Hacker News new | ask | show | jobs
by civilian 1575 days ago
I was hoping this tool also solved a problem that comes from saving & reproducing JS-framework-heavy websites.

Here's the bug: According the HTML spec, elements like <h2> and <div> cannot be inside <a> tags. But using js you _can_ push <div>s instead of <a>s. (It happens from document.insert-type functions, frameworks like Angular/React allow this)
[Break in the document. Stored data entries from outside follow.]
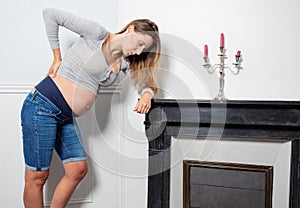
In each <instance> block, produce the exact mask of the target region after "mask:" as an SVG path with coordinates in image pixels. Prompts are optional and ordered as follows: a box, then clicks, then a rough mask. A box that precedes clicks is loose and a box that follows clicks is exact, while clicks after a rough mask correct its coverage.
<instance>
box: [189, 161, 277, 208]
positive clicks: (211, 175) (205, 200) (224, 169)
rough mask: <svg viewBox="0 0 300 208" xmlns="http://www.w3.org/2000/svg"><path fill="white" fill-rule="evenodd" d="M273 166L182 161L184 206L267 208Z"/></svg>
mask: <svg viewBox="0 0 300 208" xmlns="http://www.w3.org/2000/svg"><path fill="white" fill-rule="evenodd" d="M272 187H273V167H272V166H262V165H249V164H236V163H218V162H202V161H195V160H184V161H183V203H184V204H183V207H184V208H235V207H236V208H271V207H272Z"/></svg>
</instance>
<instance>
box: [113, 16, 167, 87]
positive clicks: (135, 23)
mask: <svg viewBox="0 0 300 208" xmlns="http://www.w3.org/2000/svg"><path fill="white" fill-rule="evenodd" d="M130 25H133V26H134V31H135V32H138V33H142V34H146V35H149V36H151V37H152V39H153V43H152V45H151V46H150V47H149V48H148V49H147V50H145V51H143V52H142V53H141V54H140V55H131V56H128V57H126V58H125V60H126V61H128V62H129V63H130V70H131V73H130V76H131V79H132V81H133V82H134V84H135V86H136V88H137V89H138V90H141V89H143V88H145V87H149V88H151V89H152V90H153V92H154V93H157V89H158V86H157V69H158V68H159V66H160V51H161V42H160V37H159V31H158V27H157V25H156V24H155V23H154V22H152V21H150V20H148V19H137V20H133V21H132V22H130V23H128V24H127V25H126V26H125V27H124V28H123V29H122V30H121V31H120V32H118V33H117V34H121V33H123V32H125V31H126V30H127V28H128V27H129V26H130Z"/></svg>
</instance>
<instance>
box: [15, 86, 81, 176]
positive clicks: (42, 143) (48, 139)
mask: <svg viewBox="0 0 300 208" xmlns="http://www.w3.org/2000/svg"><path fill="white" fill-rule="evenodd" d="M21 125H22V134H23V154H24V159H25V166H26V168H27V169H29V170H36V171H41V170H48V169H49V168H50V164H51V160H52V155H53V150H54V149H55V150H56V152H57V154H58V155H59V157H60V159H61V160H62V162H63V163H67V162H75V161H82V160H86V153H85V150H84V147H83V144H82V140H81V136H80V132H79V129H78V126H77V124H76V122H75V121H74V118H73V117H72V116H71V117H67V116H65V115H64V114H63V113H62V112H61V110H60V109H59V108H58V107H56V105H54V104H53V103H52V102H51V101H50V100H49V99H47V98H46V97H44V96H43V95H42V94H41V93H39V92H38V91H37V90H36V89H33V90H32V91H31V92H30V93H29V94H28V95H27V97H26V99H25V100H24V103H23V106H22V110H21Z"/></svg>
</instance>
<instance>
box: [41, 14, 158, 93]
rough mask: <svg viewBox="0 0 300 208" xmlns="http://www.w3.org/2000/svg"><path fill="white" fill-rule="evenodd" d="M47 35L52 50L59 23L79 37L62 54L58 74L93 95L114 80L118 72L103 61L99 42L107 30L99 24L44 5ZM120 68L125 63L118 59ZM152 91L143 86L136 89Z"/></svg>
mask: <svg viewBox="0 0 300 208" xmlns="http://www.w3.org/2000/svg"><path fill="white" fill-rule="evenodd" d="M43 17H44V22H45V27H46V33H47V37H48V39H49V43H50V46H51V48H52V49H58V48H59V47H60V45H59V36H58V34H59V26H63V27H65V28H67V29H69V30H71V31H73V32H75V33H77V34H79V36H80V37H79V39H78V41H77V42H76V43H74V44H73V45H72V47H70V48H69V49H68V50H67V51H66V52H65V54H64V56H63V59H62V62H61V65H60V67H59V70H58V72H57V74H58V75H60V76H62V77H65V78H67V79H68V80H70V81H72V82H74V83H76V84H78V85H80V86H82V87H84V88H86V89H87V90H89V91H91V92H92V93H94V94H95V95H97V92H98V90H99V87H100V86H109V85H111V84H113V83H114V81H115V80H116V78H117V76H118V74H119V73H114V72H113V71H112V70H111V69H110V68H109V66H108V65H107V63H106V60H105V58H104V55H103V53H102V50H101V46H102V43H103V41H104V40H105V39H106V38H107V36H108V34H109V32H108V31H107V30H106V29H105V28H104V27H103V26H101V25H100V24H98V23H96V22H94V21H90V20H87V19H83V18H81V17H78V16H75V15H73V14H71V13H68V12H65V11H62V10H58V9H53V8H47V9H44V10H43ZM121 60H122V61H121V65H120V71H123V72H125V73H126V72H128V71H129V63H128V62H126V61H125V60H124V59H123V58H122V59H121ZM146 91H148V92H150V93H152V95H153V91H152V90H151V89H150V88H145V89H142V90H141V91H139V93H140V94H141V95H142V94H143V93H144V92H146Z"/></svg>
Look at nasa.gov, there's html:

  <a href="/press-release/nasa-invites-media-to-next-spacex-commercial-crew-space-station-launch-0" date="Wed Mar 02 2022 10:35:00 GMT-0800 (Pacific Standard Time)" id="ember196" class="card ubernode cards--card cards--2row cards--2col nodeid-477815 ember-view"><div class="bg-card-canvas" style="background-image: url(/sites/default/files/styles/2x2_cardfeed/public/thumbnails/image/51846702013_a0cc55100a_k.jpeg);">
  <!---->    <h2 class="headline"> ...
    </h2>
  </div>
  </a>
After running this through SingleFile you can visually see the changes, but the html changes are:

  <a href="/press-release/nasa-invites-media-to-next-spacex-commercial-crew-space-station-launch-0" date="Wed Mar 02 2022 10:35:00 GMT-0800 (Pacific Standard Time)" id="ember196" class="card ubernode cards--card cards--2row cards--2col nodeid-477815 ember-view"></a>
  <div class="bg-card-canvas" style="background-image: url(/sites/default/files/styles/2x2_cardfeed/public/thumbnails/image/51846702013_a0cc55100a_k.jpeg);">
  <h2 class="headline"> ...</h2>
The way that sites like Wayback Machine handle this is by using the web-replay library Wombat https://github.com/webrecorder/wombat that also uses JS to insert those elements.

But what the hell! I was working on a similar html-downloading/reproducing tool and this bug really bothers me. I'd either like the HTML reading standard to be updated to accept <div> inside of <a>, or also make that impossible to do via JS.

1 comments

I think this issue could be circumvented by manipulating the page (replacing images, frames, css etc.) in the tab itself (SingleFile does it in background with a DOMParser instance). The trick is to avoid HTML parsing.